As well as exercising our minds, the most positive thing that can be done is to exercise our bodies. Research seems to indicate that physical exercise may even be more beneficial than so-called brain exercise in reducing the dementia risk. A number of studies have even suggested that carrying out physical exercise has an effect on brain plasticity. It seems possible that exercise acts directly on the molecular structure of the brain itself and that the beneficial effects are not simply connected with a general benefit to overall health. Some research has indicated that exercise actually strengthens the neural structure, helping the neurons to make connections with each other and thus increasing brain plasticity. It even seems from this research that the number of different types of exercise performed is inversely associated with the onset of cognitive impairment. It may be that whilst exercise of any kind is beneficial, the number of different types makes even more difference. It is, of course, possible that taking part in a greater variety of exercise means that people get more social and cognitive stimulation in addition to the beneficial effect of exercise upon the brain – in effect, killing two birds with one stone.

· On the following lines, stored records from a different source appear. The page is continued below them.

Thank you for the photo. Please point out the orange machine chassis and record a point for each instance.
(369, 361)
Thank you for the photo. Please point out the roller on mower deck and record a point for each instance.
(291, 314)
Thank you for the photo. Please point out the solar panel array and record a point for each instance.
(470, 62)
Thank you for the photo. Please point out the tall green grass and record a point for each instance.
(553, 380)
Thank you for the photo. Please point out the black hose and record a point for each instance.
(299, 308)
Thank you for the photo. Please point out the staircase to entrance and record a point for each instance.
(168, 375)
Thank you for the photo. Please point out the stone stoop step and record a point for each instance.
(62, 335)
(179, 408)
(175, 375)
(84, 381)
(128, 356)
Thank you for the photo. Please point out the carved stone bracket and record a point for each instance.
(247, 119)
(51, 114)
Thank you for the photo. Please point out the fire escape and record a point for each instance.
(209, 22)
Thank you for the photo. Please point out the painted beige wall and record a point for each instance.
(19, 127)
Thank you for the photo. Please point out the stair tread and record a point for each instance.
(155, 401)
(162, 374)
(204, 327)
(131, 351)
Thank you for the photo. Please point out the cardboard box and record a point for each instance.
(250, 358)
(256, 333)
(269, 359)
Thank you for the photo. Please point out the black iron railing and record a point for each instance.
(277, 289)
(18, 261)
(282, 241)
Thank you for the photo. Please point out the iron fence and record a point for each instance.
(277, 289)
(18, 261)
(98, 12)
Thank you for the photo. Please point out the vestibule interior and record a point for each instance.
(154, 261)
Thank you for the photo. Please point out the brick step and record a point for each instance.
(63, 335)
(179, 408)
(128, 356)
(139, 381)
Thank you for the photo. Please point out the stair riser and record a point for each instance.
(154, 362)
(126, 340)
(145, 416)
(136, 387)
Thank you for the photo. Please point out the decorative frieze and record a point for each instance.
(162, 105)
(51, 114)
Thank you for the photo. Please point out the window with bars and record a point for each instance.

You may be reading this book because you fear you are in danger of developing dementia; or you may be worried that someone you know and care for is having memory problems and that dementia may be the cause. There is a recognised condition known as mild cognitive impairment (MCI) which is now being increasingly mentioned by the medical profession. This is not dementia, but is a condition where some of the features of dementia (mainly memory problems) manifest themselves. It is thought that people with MCI have a higher risk of developing dementia later on. Perhaps you or someone you care for has been diagnosed with this MCI and you are wondering if anything can be done? Generally, if you have this diagnosis, your doctor will not consider it necessary to review your condition at regular intervals and will simply advise you to come back for further tests if your symptoms get worse. There are, however, actions you can take in the meantime that have been shown to be protective. In addition, most of the actions which are thought to reduce the risk of developing dementia are also potentially efficacious in slowing the progress of the disease.
Because we do not yet know the cause of dementia, we cannot truthfully be sure how to avoid developing it. What this book does is explain what the risk factors are thought to be and point to research which suggests how we can ‘lower the odds’, in the light of current medical knowledge and experience. Each chapter explains how you can modify the individual ‘risk factors’. Put simply, if you are worried that you are at risk of dementia, this book explains how you can help yourself. If you are caring for someone with a confirmed diagnosis, then each chapter explains how you can use the knowledge that we do have about dementia to look after this person and improve his/her quality of life.
I hope you find this book useful and pertinent, and I wish you the best of luck.